In Brief
  • For the first time, researchers were able to restore some sight and the ability to see light in mice through retinal transplants.
  • Using embryonic stem cells from mice to grow 3D retinal sheets resulted in implantable tissue that developed normal structural connectivity.

Brighter Future

The possibility of restoring sight to the blind has been receiving a lot of attention as of late. Research dedicated to preventing or correcting blindness has even been getting some help from artificial intelligence (AI). Scientists are also looking at surgical means of restoring eyesight lost through retinal degeneration. Hereditary factors are most often the cause of the disease and are categorized by the progressive death of cells in the retina, which eventually leads to vision loss and blindness.

For the first time, researchers were able to restore some sight in mice through retinal transplants. Previous attempts have been made to transplant retinas, yet this is the first time the transplanted photoreceptors connected to the host cells and were able to send signals to the brain of the subject.

The group found that using embryonic stem cells from mice to grow 3D retinal sheets resulted in implantable tissue that developed normal structural connectivity.

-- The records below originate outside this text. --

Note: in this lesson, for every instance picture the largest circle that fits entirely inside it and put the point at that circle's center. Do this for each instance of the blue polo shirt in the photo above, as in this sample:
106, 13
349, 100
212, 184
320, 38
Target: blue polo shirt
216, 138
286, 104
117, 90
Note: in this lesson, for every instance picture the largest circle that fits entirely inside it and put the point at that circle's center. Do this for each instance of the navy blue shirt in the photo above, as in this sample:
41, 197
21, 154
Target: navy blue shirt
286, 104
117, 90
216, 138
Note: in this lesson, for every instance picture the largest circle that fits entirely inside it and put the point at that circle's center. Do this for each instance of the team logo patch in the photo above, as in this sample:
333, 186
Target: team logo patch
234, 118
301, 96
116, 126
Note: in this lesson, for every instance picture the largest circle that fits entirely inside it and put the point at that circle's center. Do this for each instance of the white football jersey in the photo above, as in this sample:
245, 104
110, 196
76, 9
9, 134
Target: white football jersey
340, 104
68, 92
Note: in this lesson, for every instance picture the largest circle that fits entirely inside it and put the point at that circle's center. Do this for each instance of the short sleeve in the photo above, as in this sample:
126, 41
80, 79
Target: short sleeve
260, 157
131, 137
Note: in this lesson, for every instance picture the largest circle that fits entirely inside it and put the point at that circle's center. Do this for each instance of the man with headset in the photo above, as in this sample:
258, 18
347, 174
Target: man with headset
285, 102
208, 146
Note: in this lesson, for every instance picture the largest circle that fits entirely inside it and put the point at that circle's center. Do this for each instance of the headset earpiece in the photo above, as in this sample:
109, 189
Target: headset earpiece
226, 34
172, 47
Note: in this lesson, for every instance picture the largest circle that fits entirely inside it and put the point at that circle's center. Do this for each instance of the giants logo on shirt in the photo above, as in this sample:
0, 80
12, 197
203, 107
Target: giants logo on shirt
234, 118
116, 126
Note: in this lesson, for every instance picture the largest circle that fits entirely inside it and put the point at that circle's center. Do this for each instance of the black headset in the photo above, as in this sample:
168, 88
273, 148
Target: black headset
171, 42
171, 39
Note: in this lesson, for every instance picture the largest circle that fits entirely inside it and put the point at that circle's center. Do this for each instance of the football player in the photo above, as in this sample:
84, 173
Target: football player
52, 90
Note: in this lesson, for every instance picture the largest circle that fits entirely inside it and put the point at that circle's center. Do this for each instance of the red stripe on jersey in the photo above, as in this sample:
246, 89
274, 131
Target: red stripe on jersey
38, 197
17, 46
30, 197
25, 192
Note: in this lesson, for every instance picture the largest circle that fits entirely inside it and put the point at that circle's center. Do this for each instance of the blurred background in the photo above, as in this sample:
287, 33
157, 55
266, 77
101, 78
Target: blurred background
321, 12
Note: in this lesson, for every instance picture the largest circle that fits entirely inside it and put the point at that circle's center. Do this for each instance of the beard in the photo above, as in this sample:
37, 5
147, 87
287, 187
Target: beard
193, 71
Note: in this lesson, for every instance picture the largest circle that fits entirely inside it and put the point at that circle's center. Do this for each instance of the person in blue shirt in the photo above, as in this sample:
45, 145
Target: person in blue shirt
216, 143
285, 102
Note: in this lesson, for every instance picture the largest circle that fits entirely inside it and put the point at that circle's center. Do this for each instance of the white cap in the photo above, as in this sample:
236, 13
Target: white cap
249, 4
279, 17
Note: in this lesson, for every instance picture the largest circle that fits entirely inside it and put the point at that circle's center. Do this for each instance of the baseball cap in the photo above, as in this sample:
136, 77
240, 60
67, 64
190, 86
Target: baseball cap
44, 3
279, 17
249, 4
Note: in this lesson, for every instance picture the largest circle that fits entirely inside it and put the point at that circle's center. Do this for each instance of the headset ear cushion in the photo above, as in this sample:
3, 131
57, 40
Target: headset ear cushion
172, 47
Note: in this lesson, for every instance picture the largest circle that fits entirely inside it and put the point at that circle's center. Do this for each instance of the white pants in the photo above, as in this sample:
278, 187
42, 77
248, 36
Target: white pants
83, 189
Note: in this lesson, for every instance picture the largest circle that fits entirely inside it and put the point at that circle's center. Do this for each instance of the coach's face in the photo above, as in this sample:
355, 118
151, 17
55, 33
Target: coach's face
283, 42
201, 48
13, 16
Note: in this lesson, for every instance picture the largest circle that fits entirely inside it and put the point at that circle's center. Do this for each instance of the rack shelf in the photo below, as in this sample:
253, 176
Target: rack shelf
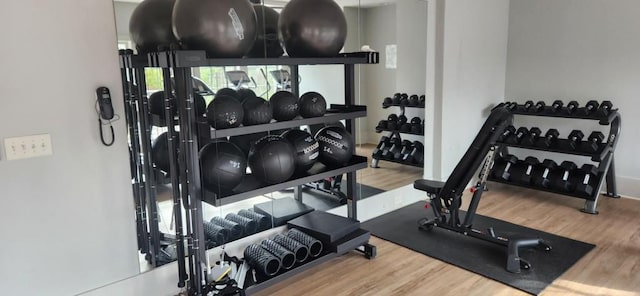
252, 187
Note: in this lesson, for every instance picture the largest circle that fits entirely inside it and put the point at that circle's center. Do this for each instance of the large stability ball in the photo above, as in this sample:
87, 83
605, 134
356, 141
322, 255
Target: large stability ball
267, 44
312, 104
223, 28
225, 112
305, 148
150, 25
336, 145
256, 111
312, 28
284, 105
271, 160
223, 166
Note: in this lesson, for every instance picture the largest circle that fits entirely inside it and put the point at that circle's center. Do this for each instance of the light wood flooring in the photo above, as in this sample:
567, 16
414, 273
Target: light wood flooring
612, 268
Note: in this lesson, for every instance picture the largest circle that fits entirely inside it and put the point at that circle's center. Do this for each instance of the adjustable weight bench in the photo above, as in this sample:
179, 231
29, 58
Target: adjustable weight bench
446, 197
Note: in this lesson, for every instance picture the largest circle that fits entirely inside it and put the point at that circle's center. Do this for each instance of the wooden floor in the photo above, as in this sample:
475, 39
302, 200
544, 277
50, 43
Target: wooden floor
612, 268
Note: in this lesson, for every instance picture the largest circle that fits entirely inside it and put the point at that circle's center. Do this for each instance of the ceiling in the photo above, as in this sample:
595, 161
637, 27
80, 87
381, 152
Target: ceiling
345, 3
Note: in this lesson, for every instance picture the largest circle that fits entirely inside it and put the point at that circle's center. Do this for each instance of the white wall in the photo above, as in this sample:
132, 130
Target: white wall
466, 78
581, 50
68, 219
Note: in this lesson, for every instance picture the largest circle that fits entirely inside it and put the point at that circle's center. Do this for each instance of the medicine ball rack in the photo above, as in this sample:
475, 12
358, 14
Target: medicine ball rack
396, 134
184, 162
604, 155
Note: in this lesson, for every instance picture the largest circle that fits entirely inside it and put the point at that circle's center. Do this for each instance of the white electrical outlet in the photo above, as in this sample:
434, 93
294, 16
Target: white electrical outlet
28, 146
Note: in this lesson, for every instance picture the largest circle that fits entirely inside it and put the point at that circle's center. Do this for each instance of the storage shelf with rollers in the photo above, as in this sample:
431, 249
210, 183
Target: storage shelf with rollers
565, 178
392, 147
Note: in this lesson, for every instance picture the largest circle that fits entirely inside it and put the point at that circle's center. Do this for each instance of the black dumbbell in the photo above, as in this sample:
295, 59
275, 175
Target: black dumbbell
539, 106
590, 107
594, 141
386, 102
605, 108
572, 107
563, 183
531, 138
503, 171
384, 143
392, 122
516, 137
589, 172
575, 137
550, 138
531, 163
556, 106
510, 130
542, 178
414, 101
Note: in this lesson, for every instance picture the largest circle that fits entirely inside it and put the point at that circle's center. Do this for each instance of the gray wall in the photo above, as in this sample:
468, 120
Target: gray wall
68, 219
581, 50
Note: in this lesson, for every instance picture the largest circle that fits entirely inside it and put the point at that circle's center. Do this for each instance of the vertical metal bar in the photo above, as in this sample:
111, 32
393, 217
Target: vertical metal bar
188, 132
147, 166
174, 173
349, 99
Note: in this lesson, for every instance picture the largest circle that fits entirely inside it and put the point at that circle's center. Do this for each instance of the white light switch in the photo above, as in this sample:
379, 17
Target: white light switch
28, 147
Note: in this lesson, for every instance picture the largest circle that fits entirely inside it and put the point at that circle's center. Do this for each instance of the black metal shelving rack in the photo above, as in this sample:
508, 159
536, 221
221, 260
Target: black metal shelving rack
185, 170
604, 155
396, 133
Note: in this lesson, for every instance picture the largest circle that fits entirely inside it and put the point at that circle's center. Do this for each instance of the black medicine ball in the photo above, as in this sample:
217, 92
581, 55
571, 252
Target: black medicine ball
271, 160
312, 104
225, 112
284, 105
336, 145
223, 166
256, 111
305, 147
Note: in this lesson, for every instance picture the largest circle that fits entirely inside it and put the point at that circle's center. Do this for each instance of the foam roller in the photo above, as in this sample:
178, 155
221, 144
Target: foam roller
263, 221
235, 230
215, 233
262, 260
248, 226
314, 245
299, 250
287, 258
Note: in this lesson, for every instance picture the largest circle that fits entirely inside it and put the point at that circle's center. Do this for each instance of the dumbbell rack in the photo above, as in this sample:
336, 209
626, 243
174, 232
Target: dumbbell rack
184, 162
396, 134
604, 154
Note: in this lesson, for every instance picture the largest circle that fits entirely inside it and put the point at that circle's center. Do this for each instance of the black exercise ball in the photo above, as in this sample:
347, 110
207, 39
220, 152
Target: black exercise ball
244, 93
312, 104
284, 105
305, 148
225, 112
336, 145
267, 44
160, 152
256, 111
245, 141
312, 28
271, 160
223, 28
150, 25
222, 165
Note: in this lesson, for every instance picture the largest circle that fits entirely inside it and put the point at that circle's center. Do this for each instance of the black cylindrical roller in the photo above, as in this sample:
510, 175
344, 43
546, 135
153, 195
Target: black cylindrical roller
314, 245
301, 251
235, 230
263, 221
215, 233
248, 226
287, 258
262, 260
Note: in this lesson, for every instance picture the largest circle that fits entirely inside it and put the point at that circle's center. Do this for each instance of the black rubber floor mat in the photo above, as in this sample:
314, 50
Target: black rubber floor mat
478, 256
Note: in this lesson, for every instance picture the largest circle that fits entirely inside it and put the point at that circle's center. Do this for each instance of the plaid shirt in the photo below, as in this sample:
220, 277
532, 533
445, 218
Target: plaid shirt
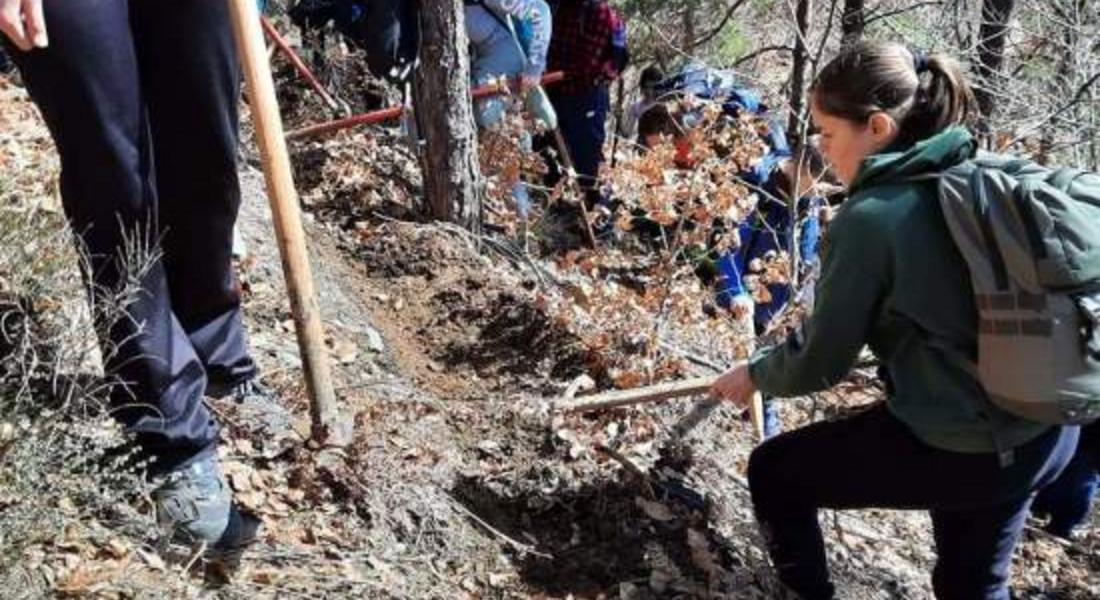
581, 44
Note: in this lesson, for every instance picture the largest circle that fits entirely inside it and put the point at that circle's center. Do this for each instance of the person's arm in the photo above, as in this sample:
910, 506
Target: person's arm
23, 22
856, 272
536, 12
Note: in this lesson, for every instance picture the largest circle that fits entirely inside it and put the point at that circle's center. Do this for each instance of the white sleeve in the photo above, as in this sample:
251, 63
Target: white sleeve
538, 13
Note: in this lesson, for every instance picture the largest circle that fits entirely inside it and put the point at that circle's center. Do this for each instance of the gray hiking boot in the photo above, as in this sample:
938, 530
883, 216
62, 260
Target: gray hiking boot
193, 502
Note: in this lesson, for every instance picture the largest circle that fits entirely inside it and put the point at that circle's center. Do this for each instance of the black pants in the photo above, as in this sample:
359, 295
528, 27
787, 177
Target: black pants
581, 118
141, 100
872, 460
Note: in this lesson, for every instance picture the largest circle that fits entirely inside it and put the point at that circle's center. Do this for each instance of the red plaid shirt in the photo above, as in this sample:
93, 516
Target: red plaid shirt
581, 44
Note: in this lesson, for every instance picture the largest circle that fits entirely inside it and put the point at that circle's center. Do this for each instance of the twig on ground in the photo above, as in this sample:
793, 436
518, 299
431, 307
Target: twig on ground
527, 548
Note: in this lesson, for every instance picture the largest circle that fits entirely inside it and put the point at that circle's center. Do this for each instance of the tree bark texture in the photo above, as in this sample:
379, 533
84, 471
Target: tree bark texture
798, 100
992, 33
444, 117
851, 22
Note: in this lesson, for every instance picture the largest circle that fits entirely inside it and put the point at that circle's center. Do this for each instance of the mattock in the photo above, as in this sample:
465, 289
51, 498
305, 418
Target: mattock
660, 392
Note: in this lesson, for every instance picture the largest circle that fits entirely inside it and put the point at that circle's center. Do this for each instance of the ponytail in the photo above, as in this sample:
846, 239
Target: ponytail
924, 94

According to first author, Michiko Mandai, “Using this method was a key point. Transplanting retinal tissue instead of simply using photoreceptor cells allowed the development of more mature, organized morphology, which likely led to better responses to light.”

The subjects had to undergo a two-step process to test the success of the transplant. First, the team had to verify that the transplanted tissue successfully connected and could deliver visual information to the subject’s brain. Second, the team had to be able to assess if the mice could in fact now see and respond to light. Both tests were successful, as the fluorescent proteins used to label the respective ends of the transplanted photoreceptors and the host’s cells made contact with each other, signifying connection. For the second test, the researchers were able to demonstrate that the formerly blind mice could learn using a behavioral learning task using light, thus verifying that the retinas were responding to light and the information was successfully being transmitted to the brain.

Photo credi: AP Photo/Robert F. Bukaty
Photo credit: AP Photo/Robert F. Bukaty

Plenty of Hope in Sight

Cautious optimism must be exercised, as in any successful testing in mice, as the results are not necessarily always duplicatable in humans. Also, it must be noted that the transplant does not restore complete vision, just the ability to see light. Still, Mandai is hopeful: “These results are a proof of concept for using iPSC-derived retinal tissue to treat retinal degeneration.”

He also recognized the importance of further animal testing, “We are planning to proceed to clinical trials in humans after a few more necessary studies using human iPSC-derived retinal tissue in animals. Clinical trials are the only way to determine how many new connections are needed for a person to be able to ‘see’ again.”

So while even if the clinical trials prove successful in humans, it will be a very long time until the treatment is widely available. There is plenty to celebrate with this discovery. With the many ways science is tackling vision loss and blindness, whether a child is born blind or a person develops it due to disease or trauma, there is hope in sight.